Eksikliklerine rağmen, Faten Daoud’un Hatem El-Asser’i on dokuzuncu yüzyılın en başarılı topluluğudur. Tezkire, 18. yüzyılda yazılan Salim ve Safayî Tezkirelerinin bir özeti olarak yazılmıştır. Faten Tzkeresi’nin avantajı, şairler hakkında bilgi vermeden önce şiirlerinden örnekler verilerek önceki biyografilerde kullanılan yöntemin değişmiş olmasıdır. Geçmiş yüzyıllara ait biyografilerde de hatırlanacağı gibi önce kişi tanıtılır, ardından o kişinin davranışlarından örnekler verilir. Bu sürüm İstanbul’da yayınlandı. Mehmet Tevfik’in İstanbul’da neşredilen Kaveli Şwara’sı, Osmanlı Devleti’nin kuruluşundan 1893 yılına kadar yaşamış şairleri toplamayı amaçlasa da D harfi (dal) içinde kalan yarım kalmış bir teskeredir. Tevfik, eserinde önce şair, padişah ve şehzadelerden bahsetmiş, ardından kronolojik sırayı takip etmeden bazı şairlere yer vermiştir. Bu yüzyılda adı anılması gereken son biyografi yazarı Ali Enver’i yazan Samhanemi Edib’dir. Eser, Didi Tzkeresi’nin sırlarının bir özeti niteliğindedir. İstanbul’da basılmıştır.

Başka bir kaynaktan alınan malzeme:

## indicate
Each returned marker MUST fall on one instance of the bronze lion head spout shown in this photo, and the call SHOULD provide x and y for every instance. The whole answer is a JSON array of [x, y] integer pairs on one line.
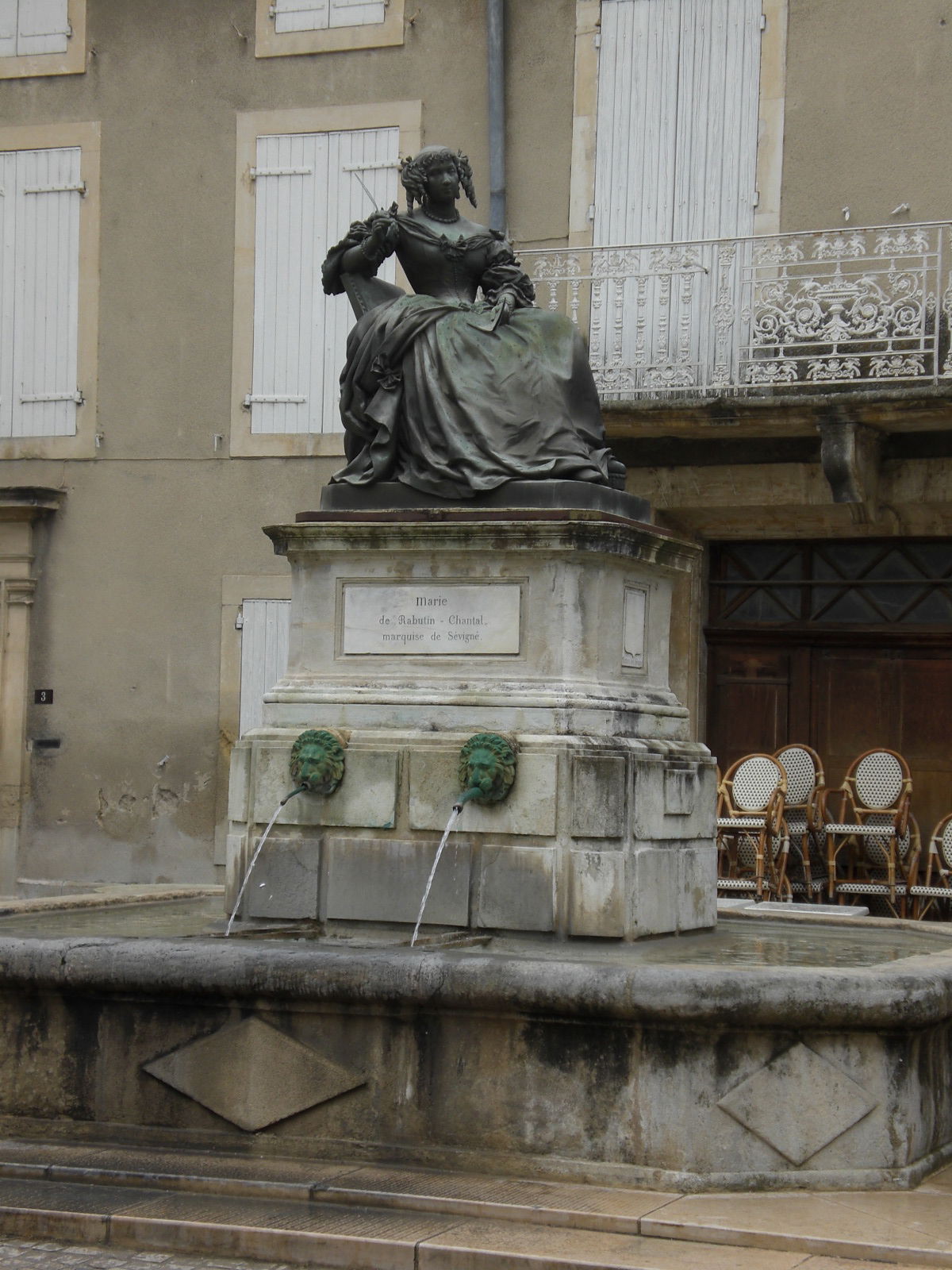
[[486, 768]]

Ondokuzuncu yüzyılda, yukarıda sunulan otobiyografik eserlerin yanı sıra başka otobiyografik eserler de yazılmıştır. Eski Türk edebiyatı araştırmalarında kaynak eser olarak kullanmamız açısından önem arz eden söz konusu biyografik eserler, Muallem Naji’nin Kyomeen Rekazid Mahaniud Akram’ın Şairleri, Şairleri ve Osmanlıları ile Mehmet Surya’nın Sakil Osmani’sinden birkaçıdır. Faiq Rashad’ın atalarıdır.
Rekazid Mahmud Akram, küçük bir eser olan birkaç Kodima şairinde 11 eski şairi sunuyor. Eser 1305 yılında İstanbul’da basılmıştır. Naci hocaya ait Osmanlı Şairleri ve Kendilerini Öğretenler’de geçmişin şairleri ve yayıncıları tanıtılmaktadır. Osmanlı Şairleri Kitabı 1307’de İstanbul’da, Adı da 1308’de İstanbul’da yayınlandı. Tanınmış şair, yazar ve şahsiyetlerin 700 hayat hikayesi var.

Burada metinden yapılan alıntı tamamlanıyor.